Bug 1817055 - Does not boot on libvirt/kvm
Summary: Does not boot on libvirt/kvm
Keywords:
Status: CLOSED EOL
Alias: None
Product: Fedora
Classification: Fedora
Component: kernel
Version: 30
Hardware: Unspecified
OS: Unspecified
unspecified
unspecified
Target Milestone: ---
Assignee: Kernel Maintainer List
QA Contact: Fedora Extras Quality Assurance
URL:
Whiteboard:
Depends On:
Blocks:
TreeView+ depends on / blocked
 
Reported: 2020-03-25 13:42 UTC by buzire.rhn
Modified: 2022-03-06 06:36 UTC (History)
18 users (show)

Fixed In Version:
Doc Type: ---
Doc Text:
Clone Of:
Environment:
Last Closed: 2020-05-26 18:41:30 UTC
Type: Bug
Embargoed:


Attachments (Terms of Use)
Used GRUB command line (6.70 KB, image/png)
2020-03-28 13:14 UTC, buzire.rhn
no flags Details
Boot log from working kernel (65.90 KB, text/plain)
2020-03-28 16:56 UTC, buzire.rhn
no flags Details

Description buzire.rhn 2020-03-25 13:42:35 UTC
1. Please describe the problem:

After applying the last batch of upgrades from dnf-automatic including the kernel upgrade from 5.4.12-100.fc30 to 5.5.10-100.fc30, the VM guest hangs after GRUB.

The screen displays:

```
_
```

A CPU core is busy.

2. What is the Version-Release number of the kernel:

5.5.10-100.fc30

3. Did it work previously in Fedora? If so, what kernel version did the issue
   *first* appear?  Old kernels are available for download at
   https://koji.fedoraproject.org/koji/packageinfo?packageID=8 :

Works with 5.4.12-100.fc30 and 5.4.10.
First noticed: 5.5.10-100.fc30

4. Can you reproduce this issue? If so, please provide the steps to reproduce
   the issue below:

Steps may depend on the environment, but:

 1. Reboot the VM in any way
 2. Wait for GRUB
 3. Select the 5.5 kernel

5. Does this problem occur with the latest Rawhide kernel? To install the
   Rawhide kernel, run ``sudo dnf install fedora-repos-rawhide`` followed by
   ``sudo dnf update --enablerepo=rawhide kernel``:

I'd love to test, but:

```
Importing GPG key 0xCFC659B9:
 Userid     : "Fedora (30) <fedora-30-primary>"
 Fingerprint: F1D8 EC98 F241 AAF2 0DF6 9420 EF3C 111F CFC6 59B9
 From       : /etc/pki/rpm-gpg/RPM-GPG-KEY-fedora-30-x86_64
Is this ok [y/N]: y
Key imported successfully
Import of key(s) didn't help, wrong key(s)?
Public key for kernel-5.6.0-0.rc7.git0.1.fc33.x86_64.rpm is not installed. Failing package is: kernel-5.6.0-0.rc7.git0.1.fc33.x86_64
```

6. Are you running any modules that not shipped with directly Fedora's kernel?:

No.

7. Please attach the kernel logs. You can get the complete kernel log
   for a boot with ``journalctl --no-hostname -k > dmesg.txt``. If the
   issue occurred on a previous boot, use the journalctl ``-b`` flag.

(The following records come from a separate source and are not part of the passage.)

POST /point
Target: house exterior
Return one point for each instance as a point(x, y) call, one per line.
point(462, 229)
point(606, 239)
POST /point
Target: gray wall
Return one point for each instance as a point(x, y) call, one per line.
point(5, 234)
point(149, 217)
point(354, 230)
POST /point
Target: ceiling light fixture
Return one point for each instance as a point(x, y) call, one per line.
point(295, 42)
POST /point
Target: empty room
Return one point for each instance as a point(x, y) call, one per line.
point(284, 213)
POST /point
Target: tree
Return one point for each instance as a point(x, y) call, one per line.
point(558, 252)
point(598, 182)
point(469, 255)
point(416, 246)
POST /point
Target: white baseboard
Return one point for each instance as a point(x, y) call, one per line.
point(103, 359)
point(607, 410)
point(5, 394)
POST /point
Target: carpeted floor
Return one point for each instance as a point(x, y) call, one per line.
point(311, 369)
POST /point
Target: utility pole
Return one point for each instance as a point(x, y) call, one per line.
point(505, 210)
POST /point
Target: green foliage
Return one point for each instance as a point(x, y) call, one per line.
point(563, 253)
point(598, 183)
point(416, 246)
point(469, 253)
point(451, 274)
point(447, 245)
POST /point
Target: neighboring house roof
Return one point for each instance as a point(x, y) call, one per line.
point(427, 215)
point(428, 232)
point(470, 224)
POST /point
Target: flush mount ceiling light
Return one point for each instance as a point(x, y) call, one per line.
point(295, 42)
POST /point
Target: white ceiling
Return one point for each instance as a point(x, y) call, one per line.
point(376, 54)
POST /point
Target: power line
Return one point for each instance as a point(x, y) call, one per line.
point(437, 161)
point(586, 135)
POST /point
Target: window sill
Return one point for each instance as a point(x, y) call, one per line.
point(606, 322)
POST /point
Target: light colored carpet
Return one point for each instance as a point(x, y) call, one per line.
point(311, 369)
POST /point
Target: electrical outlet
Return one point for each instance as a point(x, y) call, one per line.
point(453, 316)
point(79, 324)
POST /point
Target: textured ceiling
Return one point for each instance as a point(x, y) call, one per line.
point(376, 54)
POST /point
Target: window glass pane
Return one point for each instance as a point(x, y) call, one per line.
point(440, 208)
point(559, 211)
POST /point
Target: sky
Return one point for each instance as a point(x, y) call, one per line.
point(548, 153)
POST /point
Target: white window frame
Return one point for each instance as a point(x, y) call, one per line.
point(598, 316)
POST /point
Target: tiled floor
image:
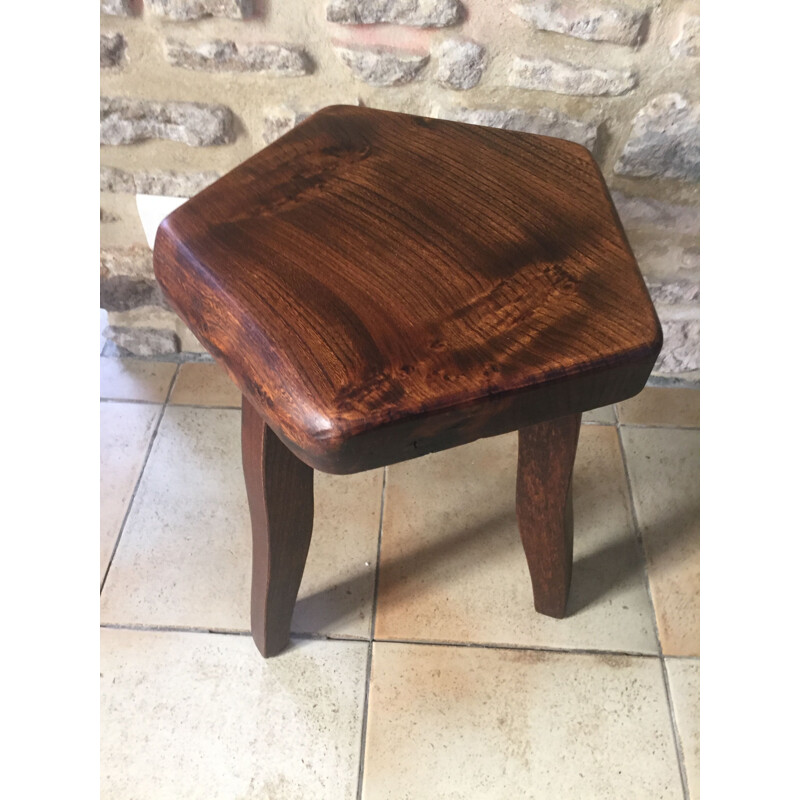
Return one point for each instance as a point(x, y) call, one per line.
point(418, 668)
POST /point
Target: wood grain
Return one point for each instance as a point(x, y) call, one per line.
point(280, 492)
point(381, 286)
point(544, 508)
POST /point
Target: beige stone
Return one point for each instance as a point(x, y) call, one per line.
point(453, 722)
point(549, 75)
point(185, 557)
point(662, 407)
point(204, 716)
point(452, 565)
point(665, 478)
point(600, 22)
point(204, 385)
point(382, 66)
point(126, 379)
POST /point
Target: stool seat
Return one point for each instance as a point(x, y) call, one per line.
point(381, 285)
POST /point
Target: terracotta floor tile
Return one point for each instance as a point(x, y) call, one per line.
point(203, 384)
point(188, 715)
point(466, 722)
point(125, 433)
point(452, 566)
point(184, 558)
point(662, 406)
point(128, 379)
point(684, 683)
point(665, 478)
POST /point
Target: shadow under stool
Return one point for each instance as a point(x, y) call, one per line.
point(381, 286)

Didn't manage to get any logs even with debug on the command line.

Extra info:

All tested kernels have a short pause at the same point, when only `_` is present on the display (assuming decompression), but the 5.5 one doesn't get out of it after a few minutes. It keeps using a CPU core during that time.

The hypervisor is CentOS 6, with libvirt/KVM, and using UEFI via OVMF. The underlying host is AMD Sempron(tm) 3850.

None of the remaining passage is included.